The Man Who Fell To Earth
A sequel series to the 1976 sci-fi cult-classic and unofficial origin story for its star and extra-terrestrial pop icon, David Bowie. Bill Nighy takes over Bowie’s original role, but the story is recentred on another alien who falls to Earth, Chiwetel Ejiofor’s Faraday.
Like Bowie’s Thomas Newton, Faraday also hails from the planet Althea and has come to Earth seeking water to save his drought-stricken home. Although a climate crisis is also ravaging Earth, which leaves him and his allies – Naomie Harris’ physicist Justin and Rob Delaney’s investor Hatch - with two planets to save.
And four from the archive…
Lord of the Flies meets Lost in this genre bending plane crash survival story. In 1996, a high-flying, high school soccer team from New Jersey is travelling to Seattle for a national tournament when their plane crashes deep in the Ontario wilderness. The remaining players must fend for themselves for nineteen long months, and if the cuts to their current lives in 2021 are anything to go by – haunted by flashbacks to all the horrors - their survival was far more brutal than they’re letting on.
The slick and soapy Billions brings the cat-and-mouse game to the world of high finance, where the stakes are high and the morals flexible.
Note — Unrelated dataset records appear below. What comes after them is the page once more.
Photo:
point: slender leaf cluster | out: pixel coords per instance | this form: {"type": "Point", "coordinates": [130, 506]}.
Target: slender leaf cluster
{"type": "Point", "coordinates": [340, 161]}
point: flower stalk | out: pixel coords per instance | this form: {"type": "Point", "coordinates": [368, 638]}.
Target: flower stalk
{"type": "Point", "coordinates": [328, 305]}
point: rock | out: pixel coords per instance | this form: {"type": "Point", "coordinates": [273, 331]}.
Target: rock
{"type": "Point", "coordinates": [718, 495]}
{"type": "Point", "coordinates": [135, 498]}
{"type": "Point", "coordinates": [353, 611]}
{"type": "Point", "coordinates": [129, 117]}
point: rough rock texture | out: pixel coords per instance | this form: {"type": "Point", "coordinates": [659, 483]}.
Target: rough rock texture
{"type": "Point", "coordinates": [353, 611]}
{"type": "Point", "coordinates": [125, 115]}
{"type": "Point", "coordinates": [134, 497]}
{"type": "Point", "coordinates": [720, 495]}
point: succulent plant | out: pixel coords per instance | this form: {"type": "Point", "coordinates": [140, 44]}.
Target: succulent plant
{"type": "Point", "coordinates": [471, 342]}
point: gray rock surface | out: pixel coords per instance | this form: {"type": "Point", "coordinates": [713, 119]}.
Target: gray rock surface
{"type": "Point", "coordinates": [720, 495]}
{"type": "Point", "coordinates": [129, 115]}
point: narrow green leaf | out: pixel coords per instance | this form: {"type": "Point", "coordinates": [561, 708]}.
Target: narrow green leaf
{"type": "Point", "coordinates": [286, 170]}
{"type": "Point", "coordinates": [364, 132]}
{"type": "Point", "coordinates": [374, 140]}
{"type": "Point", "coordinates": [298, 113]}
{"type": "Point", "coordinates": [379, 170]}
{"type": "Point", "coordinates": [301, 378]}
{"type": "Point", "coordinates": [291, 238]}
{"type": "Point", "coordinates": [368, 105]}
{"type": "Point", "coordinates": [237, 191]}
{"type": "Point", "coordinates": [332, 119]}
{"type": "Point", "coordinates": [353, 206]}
Damian Lewis stars as hedge fund king Bobby Axelrod, aggressively accumulating wealth and power with little regard for the law. And on his tail is Paul Giamatti’s United States Attorney Chuck Rhoades, just as ruthless but lawfully so, with a penchant for punishing rich lawbreakers like Bobby who think they can simply buy their way out of trouble.
One of the most celebrated sitcoms of all time that also happens to be a spin-off. Frasier followed the uptight psychiatrist Frasier Crane (Kelsey Grammer) from Cheers after the series wrapped to create a warm and witty comedy based on the lovable snob. Reeling from his divorce from Lilith (Bebe Neuwirth), he returns to his hometown of Seattle, buys a luxury pad and becomes a radio show host. But his new home is soon invaded by pests: his grumpy ex-cop father Martin (John Mahoney), his even snobbier younger brother Niles (Pierce) and Martin’s Mancunian carer Daphne (Jane Leeves). Not to mention Martin’s dog and fan favourite, Eddie.
David Lynch’s Twin Peaks is so shrouded in mystery and strikes such an uncanny tone that it defies simple description. The plot has a generic enough premise, with Kyle MacLachlan’s FBI Special Agent Dale Cooper tasked with investigating the murder of a homecoming queen in the fictional small town Twin Peaks. But in typical fashion, Lynch alchemises all the American archetypes into idiosyncrasies, producing a surreal soap opera as campy as it is creepy and arguably one of the greatest series ever made.